Swapping Boot Drives Between Two Custom Built PCs

  1. Posts : 15
    Windows 7 Ultimate

    Swapping Boot Drives Between Two Custom Built PCs

    I have two computers in two different rooms that I built a few years ago. I want to move the main boot drive from one to the other and vice versa. I know this cannot be done by just plugging the drive into the other computer, so was hoping someone could point me in the right direction. I really want to avoid just wiping out and reinstalling everything. I tried searching but it seems the majority of people just want to swap a new hard drive into an existing computer rather than swap in one with already existing information. Any help would be appreciated.
      My Computer

  2. Posts : 5
    X32, V64, S64, E64

    As long as you still have the license information (key) for the computers, and the operating system types match, there's no reason you can't swap the drives between them.

    If the machines are identical then you won't need to do anything special. Just make sure the BIOS settings match and all you'll have to do is reactivate the copy of Windows under the new hardware.

    A warning for others, if you have a true RAID setup then that's a potentially different situation altogether.

    For each system, open Device Manager and select the drive controller.
    Sometimes the drive controller is listed under "IDE" or/and "RAID" or/and "Storage".
    Sometimes you'll need to figure out which controller your boot drive is under; unless you want to preinstall for all of them.
    Access the properties of the drive controllers via Right-click Properites or double-click.
    Click on the Details tab, then select "Service". Mine for example says "iaStor".

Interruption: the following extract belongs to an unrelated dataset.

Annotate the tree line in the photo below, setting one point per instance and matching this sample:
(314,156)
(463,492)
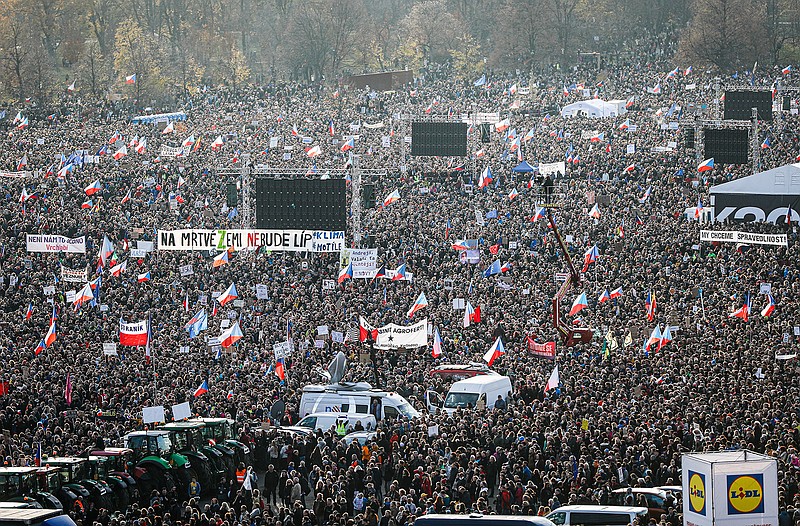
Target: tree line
(175,47)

    Basically that tells me that iaStor service has to be installed and enabled on the system that the hardware will be receiving.
    To check for it on the receiving system, navigate to "HKLM\System\CurrentControlSet\Services" and in my case, "iaStor". If the service is not present then I'll need to preinstall the controller software prior to moving the drive. If it's already there, then just look at the "Start" DWORD registry entry and make sure it is set to "0".

    Sometimes device services from the old machine are listed under the "HKLM\System\CurrentConrolSet\Control\CriticalDeviceDatabase" key and in some cases, in which cases the system halts under the assumption that it won't run unless that driver/service successfully loaded. In that case removing it from the regkey then allows the system to load.

    If you're just moving the system as opposed to the drive then it potentially gets more complicated as the volume IDs may have to be matched-up in order to avoid Stop 0x7b. There have been cases where I've had to check and enable CPU related services when going from an Intel to AMD machine. There was even a case where the Intel's CPU related service caused instability under the AMD based system.
      My Computer

  3.    #3

    You can try to see if the HD will boot up outright but it may require adaptation to changed hardware by SysPrep to move HD to another computer on the old hardware, or booting Paragon Adaptive Restore CD on the new hardware to P2P Adjust Win7 to the new hardware.

    Have your Win7 bootable installer or System Repair Disk ready in case it needs Startup Repair, after if necessary confirming the System Reserved or C partition is still Partition Marked Active.

    Either way it will when it starts change out most drivers in a cascade you can monitor by clicking the Driver-loading animated icon in System Tray, until all are finished and final Restart request.

    Then enable Automatically deliver drivers via Windows Update (Step 3) and run all rounds of Important and Optional Windows Updates which may apply new drivers and patches Win7 wants.

    Finally check Device Manager for any missing drivers, import from the Support Downloads webpage for your model PC or device.